The transpose of matrix A is shown below:

\({A^T} = \left( {\begin{array}{*{20}{c}}{ - 6}&{ - 1}&3&6&2&{ - 3}&{ - 2}&1\\{ - 3}&2&6&{ - 3}&{ - 1}&6&{ - 1}&2\\6&1&3&6&2&3&2&1\\1&{ - 6}&{ - 2}&{ - 1}&3&2&{ - 3}&6\end{array}} \right)\)

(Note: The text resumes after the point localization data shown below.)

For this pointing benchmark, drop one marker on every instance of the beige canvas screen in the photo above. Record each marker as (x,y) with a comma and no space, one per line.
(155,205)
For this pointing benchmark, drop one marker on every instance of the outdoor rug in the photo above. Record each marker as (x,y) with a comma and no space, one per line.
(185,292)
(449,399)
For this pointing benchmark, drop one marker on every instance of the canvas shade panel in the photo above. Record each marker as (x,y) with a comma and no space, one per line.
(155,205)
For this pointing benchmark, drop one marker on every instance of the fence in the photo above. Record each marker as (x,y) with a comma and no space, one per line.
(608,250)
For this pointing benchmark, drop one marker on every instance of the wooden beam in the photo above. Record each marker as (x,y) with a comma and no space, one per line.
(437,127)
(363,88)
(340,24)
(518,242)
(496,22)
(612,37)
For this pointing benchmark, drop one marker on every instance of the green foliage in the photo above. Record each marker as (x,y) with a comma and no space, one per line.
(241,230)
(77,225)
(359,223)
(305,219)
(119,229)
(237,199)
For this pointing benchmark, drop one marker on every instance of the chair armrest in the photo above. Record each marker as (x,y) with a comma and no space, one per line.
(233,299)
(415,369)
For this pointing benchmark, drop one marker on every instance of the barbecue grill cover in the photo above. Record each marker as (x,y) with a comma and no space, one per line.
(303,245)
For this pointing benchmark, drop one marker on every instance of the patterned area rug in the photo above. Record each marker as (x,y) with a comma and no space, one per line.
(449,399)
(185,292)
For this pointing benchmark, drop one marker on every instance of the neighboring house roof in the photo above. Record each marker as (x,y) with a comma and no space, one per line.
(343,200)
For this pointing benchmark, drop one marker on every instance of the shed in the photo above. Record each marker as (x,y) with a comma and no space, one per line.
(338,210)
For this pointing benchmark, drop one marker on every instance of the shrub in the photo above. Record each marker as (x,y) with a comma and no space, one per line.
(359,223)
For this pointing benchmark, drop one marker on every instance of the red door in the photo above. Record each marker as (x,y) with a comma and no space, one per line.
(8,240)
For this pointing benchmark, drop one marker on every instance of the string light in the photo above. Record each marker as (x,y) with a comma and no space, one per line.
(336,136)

The product \({A^T}*A\) can be calculated by using the following MATLAB code:

\({\rm{P}} = {\rm{A'}}*{\rm{A}}\)

The product \({A^T}*A\) is:

\(\begin{array}{c}{A^T}A = \left( {\begin{array}{*{20}{c}}{100}&0&0&0\\0&{100}&0&0\\0&0&{100}&0\\0&0&0&{100}\end{array}} \right)\\ = 100\left( {\begin{array}{*{20}{c}}1&0&0&0\\0&1&0&0\\0&0&1&0\\0&0&0&1\end{array}} \right)\\ = 100{I_4}\end{array}\)

As the matrix \({A^T}A\) has only diagonal entries, so the columns of matrix A are orthogonal.